How to prepare projects in R for archiving?



How can I prepare an R project for transfer and archiving?

I have several project directories that are between 100 & 700 Gigabyts each, by far the largest files are .Rdata. How can I cleanup and condense them for archiving without losing reproducibility?


For existing workspaces in .Rdata, I can think of 2 options:

For if rerunning the script from the beginning with the same inputs, gets the same files (use a diff) it is probably the same and you can save the inputs and script independently, if not you may have changed things.

Separately you can compress the work space – it’s anacdotal but I mostly here .xz does great (relative) compression, with moderate time.
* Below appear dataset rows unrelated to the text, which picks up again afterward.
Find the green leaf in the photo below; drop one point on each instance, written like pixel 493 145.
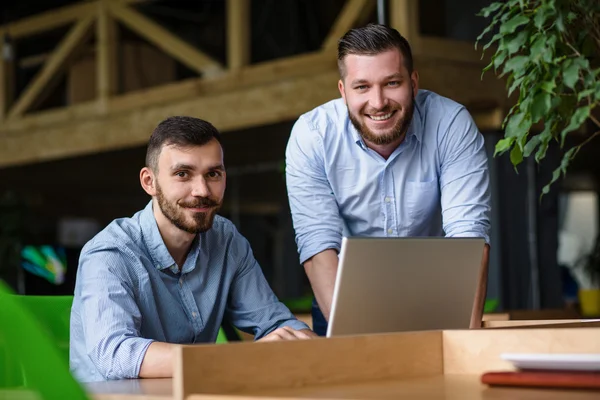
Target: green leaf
pixel 540 106
pixel 577 119
pixel 548 86
pixel 503 145
pixel 513 45
pixel 499 59
pixel 538 47
pixel 485 32
pixel 494 39
pixel 516 156
pixel 518 125
pixel 570 73
pixel 516 63
pixel 512 24
pixel 585 93
pixel 560 23
pixel 515 84
pixel 545 137
pixel 540 18
pixel 531 145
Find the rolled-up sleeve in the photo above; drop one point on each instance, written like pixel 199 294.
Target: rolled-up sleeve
pixel 251 305
pixel 110 317
pixel 464 179
pixel 315 212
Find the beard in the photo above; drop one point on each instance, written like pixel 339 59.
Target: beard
pixel 395 133
pixel 201 221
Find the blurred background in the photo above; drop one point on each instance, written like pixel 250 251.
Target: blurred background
pixel 84 83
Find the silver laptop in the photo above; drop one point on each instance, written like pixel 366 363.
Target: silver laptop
pixel 404 284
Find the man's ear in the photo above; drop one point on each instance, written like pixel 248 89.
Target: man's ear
pixel 148 181
pixel 414 80
pixel 341 89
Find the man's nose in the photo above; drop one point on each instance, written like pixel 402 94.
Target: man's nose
pixel 378 100
pixel 200 188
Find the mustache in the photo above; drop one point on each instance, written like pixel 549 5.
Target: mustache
pixel 385 110
pixel 200 203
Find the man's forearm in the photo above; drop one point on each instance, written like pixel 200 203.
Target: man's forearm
pixel 321 270
pixel 158 361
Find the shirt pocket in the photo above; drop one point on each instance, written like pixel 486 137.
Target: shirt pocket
pixel 422 199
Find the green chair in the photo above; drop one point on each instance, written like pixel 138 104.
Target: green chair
pixel 54 314
pixel 29 350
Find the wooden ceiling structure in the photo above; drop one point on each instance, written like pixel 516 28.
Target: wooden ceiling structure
pixel 233 97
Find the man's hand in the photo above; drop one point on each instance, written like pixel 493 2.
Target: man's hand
pixel 287 333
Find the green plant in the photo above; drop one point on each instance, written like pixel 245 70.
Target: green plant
pixel 548 50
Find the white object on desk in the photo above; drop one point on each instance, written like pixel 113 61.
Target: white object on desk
pixel 565 362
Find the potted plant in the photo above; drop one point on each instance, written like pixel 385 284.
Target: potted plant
pixel 549 52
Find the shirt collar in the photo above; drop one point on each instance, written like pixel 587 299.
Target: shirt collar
pixel 155 244
pixel 414 129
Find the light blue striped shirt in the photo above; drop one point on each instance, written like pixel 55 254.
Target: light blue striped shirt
pixel 128 293
pixel 436 183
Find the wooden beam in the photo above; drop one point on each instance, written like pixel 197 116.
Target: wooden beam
pixel 73 40
pixel 238 33
pixel 106 55
pixel 404 17
pixel 255 75
pixel 169 43
pixel 52 19
pixel 46 21
pixel 254 106
pixel 352 11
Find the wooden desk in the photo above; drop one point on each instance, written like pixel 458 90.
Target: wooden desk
pixel 131 389
pixel 433 365
pixel 449 387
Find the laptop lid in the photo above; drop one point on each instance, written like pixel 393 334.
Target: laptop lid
pixel 404 284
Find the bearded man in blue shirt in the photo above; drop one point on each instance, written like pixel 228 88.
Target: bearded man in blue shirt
pixel 386 159
pixel 170 274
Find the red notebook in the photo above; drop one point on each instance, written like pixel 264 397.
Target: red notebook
pixel 544 379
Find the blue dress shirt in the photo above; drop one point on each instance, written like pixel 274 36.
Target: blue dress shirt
pixel 436 183
pixel 129 293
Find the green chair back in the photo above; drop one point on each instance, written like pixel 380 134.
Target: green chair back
pixel 37 357
pixel 54 314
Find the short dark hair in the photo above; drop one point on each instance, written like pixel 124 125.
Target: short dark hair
pixel 179 131
pixel 370 40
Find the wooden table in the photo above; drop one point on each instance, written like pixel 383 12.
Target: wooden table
pixel 147 389
pixel 414 365
pixel 450 387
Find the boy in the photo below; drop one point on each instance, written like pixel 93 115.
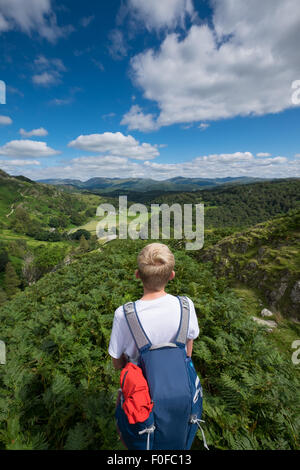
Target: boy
pixel 158 311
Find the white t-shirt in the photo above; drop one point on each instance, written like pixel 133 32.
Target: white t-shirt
pixel 160 319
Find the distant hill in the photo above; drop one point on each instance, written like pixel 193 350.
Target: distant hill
pixel 144 184
pixel 28 207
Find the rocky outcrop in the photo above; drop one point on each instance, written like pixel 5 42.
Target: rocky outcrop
pixel 269 324
pixel 266 313
pixel 265 258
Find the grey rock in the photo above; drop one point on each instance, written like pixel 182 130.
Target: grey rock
pixel 266 313
pixel 295 293
pixel 268 323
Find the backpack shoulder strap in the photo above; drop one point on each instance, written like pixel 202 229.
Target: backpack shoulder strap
pixel 182 332
pixel 141 339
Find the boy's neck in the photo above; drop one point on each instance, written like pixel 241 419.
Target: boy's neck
pixel 151 295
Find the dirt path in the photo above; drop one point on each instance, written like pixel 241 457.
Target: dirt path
pixel 11 212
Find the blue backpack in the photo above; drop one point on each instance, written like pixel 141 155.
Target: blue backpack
pixel 174 387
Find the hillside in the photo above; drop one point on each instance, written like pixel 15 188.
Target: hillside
pixel 108 185
pixel 44 204
pixel 58 388
pixel 265 257
pixel 34 224
pixel 234 206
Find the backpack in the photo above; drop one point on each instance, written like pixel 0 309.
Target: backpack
pixel 174 387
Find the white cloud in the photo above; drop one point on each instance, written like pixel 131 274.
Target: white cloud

The advantage of a workspace is its edit-ability, but like most good things this can also create challenges. Workspace space files store everything in active memory, including unused information in dataframes and variables that you reran with a new name but did not remove this can lead to bulky workspace files. This also means that if your operation resulting in the object in memory might not be identical to the operations in the script, introducing questions of reproducibility for the code.

It is often preferable to write in chunks and rerun if you are developing in Rstudio. This can be as simple as clicking the source button after you’ve added each section (if you have time consuming models, you can save the model matrix as a file and read it in to use it). Once the code is done, do a full run through with Rscript --vanilla and you can reasonably expect that other folks doing the same will get the same results.


added note: For compression R by default uses gzip (and it’s default compression level of -6).
and you will probably get (the same or) better results adjusting the setting internally, than trying to run the file.rdata though a compression program, especially if its already been compressed.